Using two data sets conducted by the Robert Koch Institute in Germany – the German National Health Interview and Examination Survey 1998 (BGS98) and the German Health Interview and Examination Survey for Adults 2008 (DEGS1) – I compare the correlation of both measures of obesity (BMI and Waist Circumference) and an array of socio-economic outcomes such as income, employment and job prestige. Men and women are analyzed separately because men might be misclassified more often than women due to more muscle mass (Burkhauser & Cawley 2008). First results indicate that using Waist Circumference instead of BMI leads to more robust results in some aspects of social inequality but not all of them.

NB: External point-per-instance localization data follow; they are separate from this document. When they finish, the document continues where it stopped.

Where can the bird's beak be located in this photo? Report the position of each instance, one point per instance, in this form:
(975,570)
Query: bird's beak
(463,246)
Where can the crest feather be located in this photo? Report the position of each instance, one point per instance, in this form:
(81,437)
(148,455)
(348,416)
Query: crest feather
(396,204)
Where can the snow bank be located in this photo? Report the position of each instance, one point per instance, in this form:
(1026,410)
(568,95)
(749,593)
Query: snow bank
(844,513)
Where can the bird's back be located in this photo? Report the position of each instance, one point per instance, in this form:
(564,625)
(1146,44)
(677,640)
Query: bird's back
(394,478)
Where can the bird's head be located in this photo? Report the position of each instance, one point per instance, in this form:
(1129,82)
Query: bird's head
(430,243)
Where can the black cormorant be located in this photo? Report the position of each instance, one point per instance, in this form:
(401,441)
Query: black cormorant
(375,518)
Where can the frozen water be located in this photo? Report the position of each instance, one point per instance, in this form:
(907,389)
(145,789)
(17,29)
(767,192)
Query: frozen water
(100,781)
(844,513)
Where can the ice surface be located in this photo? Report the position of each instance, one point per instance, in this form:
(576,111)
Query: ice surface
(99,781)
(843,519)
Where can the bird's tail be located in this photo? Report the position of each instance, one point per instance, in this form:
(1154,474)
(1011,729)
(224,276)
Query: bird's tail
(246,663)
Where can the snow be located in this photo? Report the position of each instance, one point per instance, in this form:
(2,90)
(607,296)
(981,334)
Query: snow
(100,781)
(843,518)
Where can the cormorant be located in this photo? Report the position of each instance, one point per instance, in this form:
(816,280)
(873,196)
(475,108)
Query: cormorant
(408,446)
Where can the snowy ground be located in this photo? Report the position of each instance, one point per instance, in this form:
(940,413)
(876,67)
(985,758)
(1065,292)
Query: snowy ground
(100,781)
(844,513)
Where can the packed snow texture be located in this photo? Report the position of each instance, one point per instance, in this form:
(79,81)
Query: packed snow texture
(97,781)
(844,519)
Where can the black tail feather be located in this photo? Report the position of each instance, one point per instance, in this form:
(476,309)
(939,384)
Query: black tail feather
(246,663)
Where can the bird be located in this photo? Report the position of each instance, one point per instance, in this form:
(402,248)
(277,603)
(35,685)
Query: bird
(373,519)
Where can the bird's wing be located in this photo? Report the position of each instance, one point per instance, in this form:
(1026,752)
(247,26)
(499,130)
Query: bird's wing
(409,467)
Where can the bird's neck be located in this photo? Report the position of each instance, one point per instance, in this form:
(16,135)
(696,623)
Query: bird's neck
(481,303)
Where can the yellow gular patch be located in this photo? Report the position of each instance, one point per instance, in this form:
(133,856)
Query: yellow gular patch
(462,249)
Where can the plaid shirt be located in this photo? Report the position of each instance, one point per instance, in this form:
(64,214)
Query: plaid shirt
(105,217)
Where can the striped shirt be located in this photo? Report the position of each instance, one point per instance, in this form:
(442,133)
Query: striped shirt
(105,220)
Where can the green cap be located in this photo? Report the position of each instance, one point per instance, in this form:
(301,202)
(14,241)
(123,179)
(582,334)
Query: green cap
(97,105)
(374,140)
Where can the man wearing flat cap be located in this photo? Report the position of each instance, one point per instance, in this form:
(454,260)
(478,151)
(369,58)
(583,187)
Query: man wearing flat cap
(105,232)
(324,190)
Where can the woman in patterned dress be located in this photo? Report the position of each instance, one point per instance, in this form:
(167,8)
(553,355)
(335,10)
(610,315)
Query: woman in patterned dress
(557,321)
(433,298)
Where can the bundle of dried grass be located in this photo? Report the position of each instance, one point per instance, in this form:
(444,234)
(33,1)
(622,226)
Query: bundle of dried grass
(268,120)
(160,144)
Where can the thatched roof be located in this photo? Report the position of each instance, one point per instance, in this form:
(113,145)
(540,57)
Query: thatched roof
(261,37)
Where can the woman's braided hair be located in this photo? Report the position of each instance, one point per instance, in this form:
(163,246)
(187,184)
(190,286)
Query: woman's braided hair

Ms Anne Conolly (NatCen Social Research) - Presenting Author
It is well documented that estimates of overweight and obesity prevalence are higher when using objective measures of height and weight than those using self-reported data (Bolton-Smith et al. (2000); Visscher et al (2006); Shields et al. (2011)). In general, self-reported data tends to overestimate height and underestimate weight.
This study uses objective physical measurements and subjective self-assessments of weight from the Health Survey for England (HSE). Since 1993, the HSE has collected measurements of height, weight and waist circumference from adults and children in sampled households. In some years of the survey, participants were also asked to give an assessment of their weight; whether they felt they were: a) too light, b) about the right weight, or c) too heavy. Similarly, parents were asked to provide an assessment of their children’s weight using the same response options.
Using individual and household level data the relationship between parental and child BMI were examined. The relationship between objective weight and subjective self-assessments were also explored.
Children’s overweight and obesity was associated with that of their parents. Most obese adults assessed themselves as being too heavy, whereas only half of adults who were overweight but not obese thought they were too heavy. The majority of overweight and obese children did not describe themselves as too heavy and the parents of overweight and obese children often thought that their child was the right weight.
Objective physical measurements of height, weight and waist circumference are recommended for obtaining accurate estimates of overweight and obesity, including abdominal obesity. A household level approach sheds light on the relationships between parental and child weight.